The college is pulling out all stops to make the “Great Eclipse Caper Event” educational, safe and loads of fun. With the NASA designation comes posters, 1,000 safety viewing glasses, brochures, banners and an encyclopedia of educational options to do during the solar event.

The Bitterroot College Eclipse Event team has safe viewing options planned as part of the celebration.

At the college event, from 10 a.m. to 1 p.m., on Monday, Aug. 21, there will be large viewing screens with live streaming from NASA, multiple telescopes with safety filters set up for public viewing (or bring your own), NASA solar glasses, and Thomas Engelmann (Ph.D, Physics, Carnegie-Mellon) will be on-site as the college’s subject matter expert providing information sessions the morning of the event.

If you are unable to get to the college you can watch the live streaming on the Bitterroot College Facebook page.

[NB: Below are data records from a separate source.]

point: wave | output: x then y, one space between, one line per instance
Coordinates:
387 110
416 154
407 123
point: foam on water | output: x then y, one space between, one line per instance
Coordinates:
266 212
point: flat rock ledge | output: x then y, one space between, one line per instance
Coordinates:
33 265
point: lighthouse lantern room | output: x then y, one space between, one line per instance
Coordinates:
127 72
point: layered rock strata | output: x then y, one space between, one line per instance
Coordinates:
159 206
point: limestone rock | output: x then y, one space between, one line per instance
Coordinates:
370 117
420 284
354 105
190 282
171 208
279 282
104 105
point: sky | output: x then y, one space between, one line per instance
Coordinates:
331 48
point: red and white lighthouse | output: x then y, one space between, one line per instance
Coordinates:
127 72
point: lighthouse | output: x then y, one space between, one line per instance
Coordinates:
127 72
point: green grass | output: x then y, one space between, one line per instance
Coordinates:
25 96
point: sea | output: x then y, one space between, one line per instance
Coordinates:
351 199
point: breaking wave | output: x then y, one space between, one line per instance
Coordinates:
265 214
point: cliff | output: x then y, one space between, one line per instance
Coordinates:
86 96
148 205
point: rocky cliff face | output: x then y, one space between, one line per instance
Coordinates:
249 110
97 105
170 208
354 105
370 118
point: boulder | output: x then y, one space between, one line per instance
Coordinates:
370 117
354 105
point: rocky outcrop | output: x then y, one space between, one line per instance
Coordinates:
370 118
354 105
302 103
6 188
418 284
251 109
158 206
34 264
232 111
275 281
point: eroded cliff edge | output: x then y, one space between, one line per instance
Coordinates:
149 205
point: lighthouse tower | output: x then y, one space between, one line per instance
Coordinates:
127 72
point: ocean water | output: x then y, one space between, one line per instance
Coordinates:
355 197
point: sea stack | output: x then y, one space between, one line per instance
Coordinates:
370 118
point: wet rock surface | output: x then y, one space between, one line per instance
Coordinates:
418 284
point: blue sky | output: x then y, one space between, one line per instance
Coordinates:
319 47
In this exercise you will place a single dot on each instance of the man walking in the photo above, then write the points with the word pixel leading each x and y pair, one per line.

Even if it is smoky or cloudy the eclipse will happen and safety is the number one goal.

“Cloud cover and smoke still allow the UV rays to come through and cause damage to your eyes,” said Jennifer Johnson, safety officer for the event. “We talk about the use of safety glasses, filters and pinhole projectors as media for viewing the eclipse safely.”

Permanent damage can occur just from glancing at the sun.

“The thing about sunglasses or transition lenses is, yes, there is UV protection but it is only for angular rays,” she said. “It is not for direct sight and eye damages won’t be noticed right away.”

She said welding shield numbers 14 or higher are safe to use, but hot and heavy.

Johnson said telescope viewers need a solar filter on the objective end of telescopes – not on the eyepiece.

“A lot of people think they can just use a filter on the eye-piece of their telescope but when the light comes through your telescope it will burn out of the guts and literally light them on fire,” she said. “Then it will focus on your eye and burn your eye.”

Hamilton is not in the path to see a total eclipse, but will see the sun about 95 percent covered. The peak time will be at 11:31 a.m.

Johnsons said people should prepare their animals.

“It won’t be total darkness but it will be twilight here,” she said.

The “Great Eclipse Caper Event” at Bitterroot College will have educational stations, eclipse viewing, fun theme music and snacks, tours of the college, and activities for all ages.

Eclipse event team member Jaime Middleton said she is proud the college is a designated NASA viewing site.

“I’m surprised at how few Montana sites there are,” she said. “We’re one of three in Montana, well, actually one of two in Montana because the third is a balloon. What a great educational opportunity it is for our local school districts, science teachers and students.”

Along the direct path of the eclipse hotels are booked, some for $2,000 a night in Idaho Falls. But local hotels said they are already mostly full due to Kevin Costner crew coming to film.

Ron Scroggins, temporary general manager of Quality Inn of Hamilton (formerly Townhouse Inn) said the hotel is not booked at this point.

“We still have 15 Rooms available for Aug. 20,” he said. “The Kevin Costner production crew is coming and they want more rooms than I can give them. The town will fill up and people need to book early.”

Lynn Reynoso, front desk clerk at the Bitterroot River Inn and Conference Center, said they have a few rooms available Aug. 20.

“We’re usually booked in August and I don’t know if these bookings are related to the eclipse,” she said.

Middleton said the eclipse event is a big project.

“I was really excited that we were willing to take on a project this big,” she said. “It is un known how many people will attend. It is a big undertaking and a huge need in our community for the education.”

The event team asked people planning to attend the free event to register.